In production data pipelines, failures are inevitable. Networks blip. APIs rate-limit. Databases time out. How you handle these failures is what separates a brittle pipeline from a reliable one.

This guide covers Airflow's retry system in depth — not just retries=3, but the full picture including exponential backoff, task-level vs DAG-level configuration, and alerting strategies.

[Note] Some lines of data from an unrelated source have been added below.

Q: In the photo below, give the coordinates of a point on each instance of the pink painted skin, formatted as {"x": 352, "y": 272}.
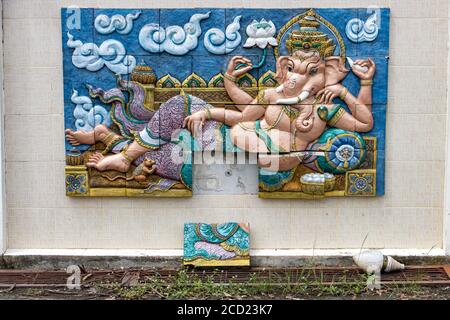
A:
{"x": 214, "y": 249}
{"x": 299, "y": 73}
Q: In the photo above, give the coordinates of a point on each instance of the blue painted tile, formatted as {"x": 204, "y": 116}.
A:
{"x": 130, "y": 40}
{"x": 180, "y": 17}
{"x": 79, "y": 23}
{"x": 380, "y": 45}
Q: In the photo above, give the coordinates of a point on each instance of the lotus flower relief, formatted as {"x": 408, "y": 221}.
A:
{"x": 261, "y": 34}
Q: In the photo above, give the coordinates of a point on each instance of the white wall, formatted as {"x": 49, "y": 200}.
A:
{"x": 409, "y": 216}
{"x": 3, "y": 214}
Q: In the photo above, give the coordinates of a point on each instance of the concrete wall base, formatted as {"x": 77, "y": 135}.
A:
{"x": 116, "y": 259}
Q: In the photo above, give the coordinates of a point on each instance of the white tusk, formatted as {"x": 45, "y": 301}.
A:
{"x": 357, "y": 67}
{"x": 302, "y": 97}
{"x": 279, "y": 88}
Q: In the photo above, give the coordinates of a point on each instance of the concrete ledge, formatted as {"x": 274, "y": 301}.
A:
{"x": 122, "y": 258}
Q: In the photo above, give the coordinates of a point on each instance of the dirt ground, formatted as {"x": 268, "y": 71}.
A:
{"x": 417, "y": 293}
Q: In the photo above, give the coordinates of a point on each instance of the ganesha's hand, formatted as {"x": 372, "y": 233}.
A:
{"x": 369, "y": 64}
{"x": 194, "y": 123}
{"x": 244, "y": 64}
{"x": 327, "y": 94}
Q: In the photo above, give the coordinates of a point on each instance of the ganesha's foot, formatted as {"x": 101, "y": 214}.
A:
{"x": 78, "y": 137}
{"x": 116, "y": 162}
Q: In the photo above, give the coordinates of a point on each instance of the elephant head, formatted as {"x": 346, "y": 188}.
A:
{"x": 303, "y": 74}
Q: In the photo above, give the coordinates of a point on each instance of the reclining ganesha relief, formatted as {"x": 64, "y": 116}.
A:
{"x": 311, "y": 132}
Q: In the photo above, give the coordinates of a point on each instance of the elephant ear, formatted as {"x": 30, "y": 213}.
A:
{"x": 335, "y": 70}
{"x": 283, "y": 64}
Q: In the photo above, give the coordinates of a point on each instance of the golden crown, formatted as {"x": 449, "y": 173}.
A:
{"x": 308, "y": 38}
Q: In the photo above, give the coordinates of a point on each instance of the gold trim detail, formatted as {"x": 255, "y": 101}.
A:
{"x": 361, "y": 183}
{"x": 194, "y": 81}
{"x": 166, "y": 80}
{"x": 77, "y": 181}
{"x": 218, "y": 78}
{"x": 312, "y": 13}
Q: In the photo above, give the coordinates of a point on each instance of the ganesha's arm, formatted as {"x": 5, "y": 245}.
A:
{"x": 232, "y": 117}
{"x": 361, "y": 118}
{"x": 239, "y": 96}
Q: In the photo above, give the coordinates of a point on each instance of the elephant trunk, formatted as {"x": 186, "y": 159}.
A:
{"x": 295, "y": 100}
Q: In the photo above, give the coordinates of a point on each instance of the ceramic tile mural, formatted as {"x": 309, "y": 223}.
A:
{"x": 214, "y": 245}
{"x": 305, "y": 89}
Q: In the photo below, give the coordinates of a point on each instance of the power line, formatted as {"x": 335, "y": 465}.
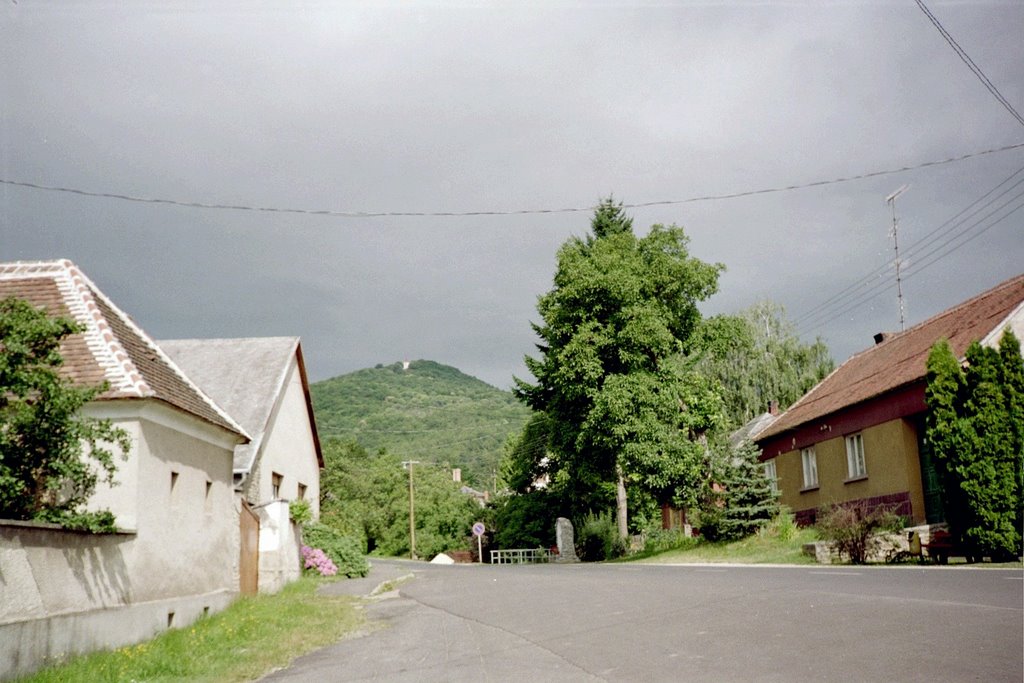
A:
{"x": 516, "y": 212}
{"x": 966, "y": 58}
{"x": 873, "y": 280}
{"x": 961, "y": 239}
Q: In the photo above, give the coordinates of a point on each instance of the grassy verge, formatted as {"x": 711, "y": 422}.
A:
{"x": 758, "y": 549}
{"x": 244, "y": 642}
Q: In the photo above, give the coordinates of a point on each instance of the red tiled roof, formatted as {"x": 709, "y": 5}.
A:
{"x": 112, "y": 348}
{"x": 900, "y": 358}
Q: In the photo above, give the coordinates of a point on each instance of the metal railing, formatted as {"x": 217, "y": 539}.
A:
{"x": 520, "y": 556}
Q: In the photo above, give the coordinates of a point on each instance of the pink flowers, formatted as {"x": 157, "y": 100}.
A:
{"x": 317, "y": 559}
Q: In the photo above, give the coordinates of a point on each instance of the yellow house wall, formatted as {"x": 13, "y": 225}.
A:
{"x": 890, "y": 458}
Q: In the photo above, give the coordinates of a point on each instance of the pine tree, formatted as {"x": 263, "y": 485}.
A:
{"x": 740, "y": 499}
{"x": 624, "y": 409}
{"x": 974, "y": 427}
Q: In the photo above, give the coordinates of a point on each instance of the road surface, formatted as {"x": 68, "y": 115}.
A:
{"x": 707, "y": 623}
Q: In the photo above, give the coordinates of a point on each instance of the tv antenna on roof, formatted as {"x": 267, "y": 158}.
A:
{"x": 891, "y": 201}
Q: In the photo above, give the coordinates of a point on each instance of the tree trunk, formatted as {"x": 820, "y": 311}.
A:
{"x": 621, "y": 510}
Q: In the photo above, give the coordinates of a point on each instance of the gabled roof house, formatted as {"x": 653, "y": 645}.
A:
{"x": 262, "y": 383}
{"x": 857, "y": 436}
{"x": 176, "y": 554}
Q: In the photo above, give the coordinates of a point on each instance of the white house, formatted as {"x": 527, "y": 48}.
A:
{"x": 262, "y": 383}
{"x": 176, "y": 554}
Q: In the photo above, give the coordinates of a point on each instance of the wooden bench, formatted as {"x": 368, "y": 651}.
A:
{"x": 940, "y": 547}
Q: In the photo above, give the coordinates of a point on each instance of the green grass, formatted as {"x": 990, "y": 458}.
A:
{"x": 249, "y": 639}
{"x": 762, "y": 548}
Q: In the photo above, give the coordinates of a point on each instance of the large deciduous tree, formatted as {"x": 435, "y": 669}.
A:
{"x": 51, "y": 457}
{"x": 758, "y": 358}
{"x": 624, "y": 407}
{"x": 974, "y": 427}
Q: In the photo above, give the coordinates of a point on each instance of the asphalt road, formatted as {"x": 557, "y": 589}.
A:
{"x": 656, "y": 623}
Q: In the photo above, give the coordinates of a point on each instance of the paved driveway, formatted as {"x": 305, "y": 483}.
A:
{"x": 655, "y": 623}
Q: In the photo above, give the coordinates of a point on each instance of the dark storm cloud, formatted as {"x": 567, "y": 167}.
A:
{"x": 438, "y": 109}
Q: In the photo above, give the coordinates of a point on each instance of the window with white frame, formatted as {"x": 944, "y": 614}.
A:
{"x": 810, "y": 462}
{"x": 855, "y": 457}
{"x": 772, "y": 475}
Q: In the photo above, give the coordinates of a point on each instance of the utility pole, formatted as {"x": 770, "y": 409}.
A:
{"x": 891, "y": 201}
{"x": 412, "y": 510}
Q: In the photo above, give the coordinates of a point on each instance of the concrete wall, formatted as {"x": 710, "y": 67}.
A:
{"x": 64, "y": 592}
{"x": 280, "y": 552}
{"x": 891, "y": 459}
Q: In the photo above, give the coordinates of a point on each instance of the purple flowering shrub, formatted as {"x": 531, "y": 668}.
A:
{"x": 316, "y": 560}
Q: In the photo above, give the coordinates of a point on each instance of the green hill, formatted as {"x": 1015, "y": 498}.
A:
{"x": 428, "y": 412}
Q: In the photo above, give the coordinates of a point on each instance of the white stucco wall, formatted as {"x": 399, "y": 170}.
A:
{"x": 288, "y": 450}
{"x": 280, "y": 554}
{"x": 62, "y": 592}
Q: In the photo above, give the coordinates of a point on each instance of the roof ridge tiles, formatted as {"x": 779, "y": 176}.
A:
{"x": 85, "y": 303}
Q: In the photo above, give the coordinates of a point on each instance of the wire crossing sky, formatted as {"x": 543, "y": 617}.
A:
{"x": 181, "y": 156}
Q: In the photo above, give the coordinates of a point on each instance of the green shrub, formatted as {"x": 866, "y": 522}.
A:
{"x": 783, "y": 526}
{"x": 344, "y": 551}
{"x": 299, "y": 512}
{"x": 850, "y": 528}
{"x": 598, "y": 539}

The Full Retry Configuration

dags/retry_best_practices.py
from datetime import datetime, timedelta
from airflow.decorators import dag, task
from airflow.utils.email import send_email
 
 
def on_failure_alert(context):
    """Send a Slack message (or email) on task failure."""

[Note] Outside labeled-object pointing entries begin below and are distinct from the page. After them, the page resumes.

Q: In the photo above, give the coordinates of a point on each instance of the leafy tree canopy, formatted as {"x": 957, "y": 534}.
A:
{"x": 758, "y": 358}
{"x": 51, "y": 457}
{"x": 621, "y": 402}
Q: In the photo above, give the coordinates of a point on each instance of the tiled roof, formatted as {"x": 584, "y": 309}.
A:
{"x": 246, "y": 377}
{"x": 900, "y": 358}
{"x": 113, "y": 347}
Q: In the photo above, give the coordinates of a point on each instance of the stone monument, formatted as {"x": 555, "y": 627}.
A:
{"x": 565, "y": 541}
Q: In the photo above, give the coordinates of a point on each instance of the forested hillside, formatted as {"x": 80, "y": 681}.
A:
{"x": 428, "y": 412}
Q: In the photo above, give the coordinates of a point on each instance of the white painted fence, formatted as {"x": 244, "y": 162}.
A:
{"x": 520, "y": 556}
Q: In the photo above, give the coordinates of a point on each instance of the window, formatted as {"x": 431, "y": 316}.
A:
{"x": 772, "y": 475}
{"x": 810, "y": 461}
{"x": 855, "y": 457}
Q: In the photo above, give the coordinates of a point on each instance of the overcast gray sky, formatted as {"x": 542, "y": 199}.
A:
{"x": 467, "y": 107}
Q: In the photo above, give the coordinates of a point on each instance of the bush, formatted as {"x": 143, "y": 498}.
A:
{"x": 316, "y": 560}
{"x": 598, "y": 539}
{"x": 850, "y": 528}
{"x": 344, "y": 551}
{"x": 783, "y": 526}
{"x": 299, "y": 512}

    dag_id = context["dag"].dag_id
    task_id = context["task_instance"].task_id
    run_id = context["run_id"]
    log_url = context["task_instance"].log_url
 
    print(f"ALERT: {dag_id}.{task_id} failed in run {run_id}")
    print(f"Logs: {log_url}")
    # In production: call your Slack webhook or PagerDuty here
 
 
def on_retry_alert(context):
    """Log retries for observability (avoid alert fatigue on retries)."""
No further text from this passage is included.